I thought the first novel should have included at least some information about McMorrow’s upbringing, to give readers a glimpse of his roots. We learn in Bloodline that he’s an only child whose parents “married late and died early.” Once they were gone, McMorrow says, “I’d been left with a feeling of being marooned. For some reason, it had become my natural state.” Perhaps that helps explain his cocky independence, and his repressed but no less real vulnerability.
Oh, and he had lost his girlfriend, who decided that he was living too dangerous a life for her taste, possibly because someone who was out to get McMorrow had threatened her as well.
So it’s not surprising that we find McMorrow has started a new life in Bloodline, the second novel in this series. Having lost his newspaper job, he has moved to Prosperity, a fictional rural enclave in quite-real Waldo County, Maine, where he’s trying to make ends meet as a freelance writer who’s living in a ramshackle rented house where he has bats for roommates. It's a far cry from his life before he moved to Maine, when he worked for The New York Times.
McMorrow has landed a magazine assignment on babies having babies in the boonies. In other words, rural teenagers giving birth to children whom they cannot support, prompting these young, unskilled mothers to either go on welfare or place their newborns up for adoption.
Despite the change in locale, employment, and romantic entanglements, McMorrow quickly learns that his life is no more simple, and no less violent, than it was before he tried to start over.
Missy Hewett, an 18-year-old college student from Prosperity who gave up her newborn daughter to avoid getting both of them stuck on welfare, is found murdered in Portland shortly after she told McMorrow she wanted his help in getting her child back.

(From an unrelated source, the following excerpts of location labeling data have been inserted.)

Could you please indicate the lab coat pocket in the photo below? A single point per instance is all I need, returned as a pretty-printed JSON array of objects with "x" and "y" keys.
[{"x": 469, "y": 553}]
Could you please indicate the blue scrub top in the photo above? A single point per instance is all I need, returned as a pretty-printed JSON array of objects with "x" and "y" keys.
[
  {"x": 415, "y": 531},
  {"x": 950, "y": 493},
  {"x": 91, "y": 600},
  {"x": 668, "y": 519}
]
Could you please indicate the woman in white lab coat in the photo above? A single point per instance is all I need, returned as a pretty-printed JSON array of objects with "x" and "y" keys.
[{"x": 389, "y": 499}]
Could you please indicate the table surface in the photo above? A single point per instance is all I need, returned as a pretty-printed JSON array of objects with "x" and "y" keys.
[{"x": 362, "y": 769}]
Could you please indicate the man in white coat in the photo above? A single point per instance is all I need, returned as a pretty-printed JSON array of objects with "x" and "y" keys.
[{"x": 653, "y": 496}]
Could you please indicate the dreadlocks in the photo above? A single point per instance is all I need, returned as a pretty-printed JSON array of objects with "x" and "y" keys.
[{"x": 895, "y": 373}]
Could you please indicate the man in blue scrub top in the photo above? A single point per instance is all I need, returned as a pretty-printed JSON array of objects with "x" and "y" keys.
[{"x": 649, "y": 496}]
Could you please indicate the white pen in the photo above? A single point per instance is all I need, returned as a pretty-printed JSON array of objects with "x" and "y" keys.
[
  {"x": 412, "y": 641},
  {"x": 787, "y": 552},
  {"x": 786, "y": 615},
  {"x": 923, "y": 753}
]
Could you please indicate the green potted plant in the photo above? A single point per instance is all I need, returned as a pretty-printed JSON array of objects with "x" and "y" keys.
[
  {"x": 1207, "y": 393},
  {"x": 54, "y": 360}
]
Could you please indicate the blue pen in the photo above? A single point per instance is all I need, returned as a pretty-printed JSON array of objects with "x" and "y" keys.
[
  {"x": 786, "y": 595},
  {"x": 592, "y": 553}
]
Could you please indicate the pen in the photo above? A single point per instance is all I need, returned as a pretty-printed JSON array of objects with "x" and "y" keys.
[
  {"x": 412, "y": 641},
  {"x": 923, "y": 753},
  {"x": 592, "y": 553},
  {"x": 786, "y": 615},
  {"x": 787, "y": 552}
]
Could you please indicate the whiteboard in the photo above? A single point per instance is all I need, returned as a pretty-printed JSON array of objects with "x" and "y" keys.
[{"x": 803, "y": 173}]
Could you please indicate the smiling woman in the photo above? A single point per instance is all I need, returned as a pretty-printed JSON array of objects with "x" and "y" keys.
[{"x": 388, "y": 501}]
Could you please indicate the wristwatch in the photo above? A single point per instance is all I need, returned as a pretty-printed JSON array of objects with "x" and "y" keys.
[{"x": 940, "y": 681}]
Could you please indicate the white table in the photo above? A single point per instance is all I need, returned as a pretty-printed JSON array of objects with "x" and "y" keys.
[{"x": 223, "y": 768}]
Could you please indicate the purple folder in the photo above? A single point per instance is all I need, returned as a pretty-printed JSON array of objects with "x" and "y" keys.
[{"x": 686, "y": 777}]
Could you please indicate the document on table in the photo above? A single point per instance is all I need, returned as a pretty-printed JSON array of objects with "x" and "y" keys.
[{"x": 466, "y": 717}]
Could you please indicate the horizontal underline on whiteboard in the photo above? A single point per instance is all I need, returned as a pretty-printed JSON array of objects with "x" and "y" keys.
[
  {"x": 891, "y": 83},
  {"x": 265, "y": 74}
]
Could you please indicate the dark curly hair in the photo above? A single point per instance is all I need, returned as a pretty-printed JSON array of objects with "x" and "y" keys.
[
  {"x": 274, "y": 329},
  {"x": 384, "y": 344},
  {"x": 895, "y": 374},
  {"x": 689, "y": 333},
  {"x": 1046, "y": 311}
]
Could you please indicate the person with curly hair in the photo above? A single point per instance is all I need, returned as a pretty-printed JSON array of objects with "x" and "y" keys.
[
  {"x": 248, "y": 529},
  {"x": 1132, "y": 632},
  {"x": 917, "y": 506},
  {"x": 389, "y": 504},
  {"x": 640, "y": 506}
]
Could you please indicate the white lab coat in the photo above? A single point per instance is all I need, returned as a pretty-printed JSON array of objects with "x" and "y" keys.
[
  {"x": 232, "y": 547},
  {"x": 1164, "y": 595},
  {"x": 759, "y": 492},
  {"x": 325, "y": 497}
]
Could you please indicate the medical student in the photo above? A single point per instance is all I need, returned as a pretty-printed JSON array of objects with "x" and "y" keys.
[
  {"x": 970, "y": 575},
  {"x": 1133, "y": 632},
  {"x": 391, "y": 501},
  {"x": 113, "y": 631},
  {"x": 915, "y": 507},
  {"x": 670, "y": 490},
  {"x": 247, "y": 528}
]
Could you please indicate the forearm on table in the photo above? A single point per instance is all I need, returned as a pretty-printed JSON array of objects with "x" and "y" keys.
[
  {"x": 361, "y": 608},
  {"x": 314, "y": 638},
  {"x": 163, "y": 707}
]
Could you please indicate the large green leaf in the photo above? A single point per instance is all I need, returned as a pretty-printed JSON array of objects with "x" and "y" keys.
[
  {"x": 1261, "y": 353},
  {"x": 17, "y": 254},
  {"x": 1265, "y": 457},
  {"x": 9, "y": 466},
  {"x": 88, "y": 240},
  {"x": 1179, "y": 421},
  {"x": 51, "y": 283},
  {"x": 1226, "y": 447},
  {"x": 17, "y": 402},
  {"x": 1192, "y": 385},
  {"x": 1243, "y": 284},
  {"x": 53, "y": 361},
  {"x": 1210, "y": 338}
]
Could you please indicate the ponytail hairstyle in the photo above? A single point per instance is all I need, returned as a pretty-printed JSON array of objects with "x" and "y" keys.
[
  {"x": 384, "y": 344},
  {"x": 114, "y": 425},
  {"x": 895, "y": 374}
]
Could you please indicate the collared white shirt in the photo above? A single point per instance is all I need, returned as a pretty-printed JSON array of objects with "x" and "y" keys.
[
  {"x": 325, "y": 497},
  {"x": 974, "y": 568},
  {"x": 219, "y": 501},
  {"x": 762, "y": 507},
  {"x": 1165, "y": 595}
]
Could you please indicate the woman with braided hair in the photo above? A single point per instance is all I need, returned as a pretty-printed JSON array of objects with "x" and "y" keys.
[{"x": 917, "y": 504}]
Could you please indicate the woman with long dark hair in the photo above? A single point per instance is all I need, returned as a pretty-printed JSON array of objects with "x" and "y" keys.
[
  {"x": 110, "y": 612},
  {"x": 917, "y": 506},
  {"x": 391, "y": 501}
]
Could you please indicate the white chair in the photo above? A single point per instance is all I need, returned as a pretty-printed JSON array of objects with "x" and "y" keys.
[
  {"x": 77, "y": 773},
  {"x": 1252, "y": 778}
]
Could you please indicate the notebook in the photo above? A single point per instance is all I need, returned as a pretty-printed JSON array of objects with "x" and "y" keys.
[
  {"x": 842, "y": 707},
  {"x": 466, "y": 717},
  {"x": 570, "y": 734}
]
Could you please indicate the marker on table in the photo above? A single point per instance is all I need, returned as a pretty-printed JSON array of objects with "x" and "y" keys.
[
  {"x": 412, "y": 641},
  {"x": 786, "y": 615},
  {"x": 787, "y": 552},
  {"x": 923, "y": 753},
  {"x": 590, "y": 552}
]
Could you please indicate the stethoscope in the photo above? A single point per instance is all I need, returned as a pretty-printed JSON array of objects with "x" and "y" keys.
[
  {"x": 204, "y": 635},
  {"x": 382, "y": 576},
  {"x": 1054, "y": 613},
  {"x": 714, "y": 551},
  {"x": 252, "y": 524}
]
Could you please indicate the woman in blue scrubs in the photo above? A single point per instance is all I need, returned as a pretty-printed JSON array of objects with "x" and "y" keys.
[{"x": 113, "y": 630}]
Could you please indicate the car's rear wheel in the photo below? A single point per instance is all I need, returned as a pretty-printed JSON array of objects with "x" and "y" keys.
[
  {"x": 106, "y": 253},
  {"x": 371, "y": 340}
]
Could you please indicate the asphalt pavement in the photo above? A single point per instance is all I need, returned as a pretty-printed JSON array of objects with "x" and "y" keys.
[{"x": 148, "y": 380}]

A local teenage punk named Kenny, whom McMorrow met while trying to find teens to interview for his article, has taken a vicious dislike to him. Someone, presumably Kenny, shoots up McMorrow’s house, throws a rock through the rear window of his pickup and later sets fire to McMorrow’s truck.
And just when it seems things couldn’t get any worse, a sheriff’s deputy and a state police detective get it into their heads that McMorrow is a possible suspect in the strangulation of Hewett.
McMorrow’s preliminary contact with Hewett was so limited — a brief visit to her apartment followed by a short telephone conversation — that he really didn't know her. Yet she struck him as a gritty, determined young woman who desperately wanted to escape the hopeless small-town poverty that defined her family.
With Hewett dead, McMorrow has lost the person who would have been the focus of his article. And he’s hard-pressed to proceed at all without more information about her. Who fathered Hewett’s child? Who adopted the baby? Who arranged the adoption? (McMorrow learns that it didn’t go through the probate court.) Why did Hewett change her mind? And did Hewett’s desire to reclaim her daughter give someone connected with the adoption a motive for murder?
In addition to its turbocharged pacing, Bloodline offers up well-drawn characters and pitch-perfect dialogue. (McMorrow is a smart aleck with a penchant for mouthing off.) This suspenseful novel also features an often humorous student-teacher relationship between McMorrow and his older, wiser neighbor Clair Varney, a retired Marine and Vietnam vet with a fondness for guns, Thoreau and McMorrow, whom Varney sees as a transplanted city boy in need of some backwoods schooling.
One minor omission that irritated me while reading Deadline, the earlier novel in the series, is partially addressed this time out.
I thought the first novel should have included at least some information about McMorrow’s upbringing, to give readers a glimpse of his roots. We learn in Bloodline that he’s an only child whose parents “married late and died early.” Once they were gone, McMorrow says, “I’d been left with a feeling of being marooned. For some reason, it had become my natural state.” Perhaps that helps explain his cocky independence, and his repressed but no less real vulnerability.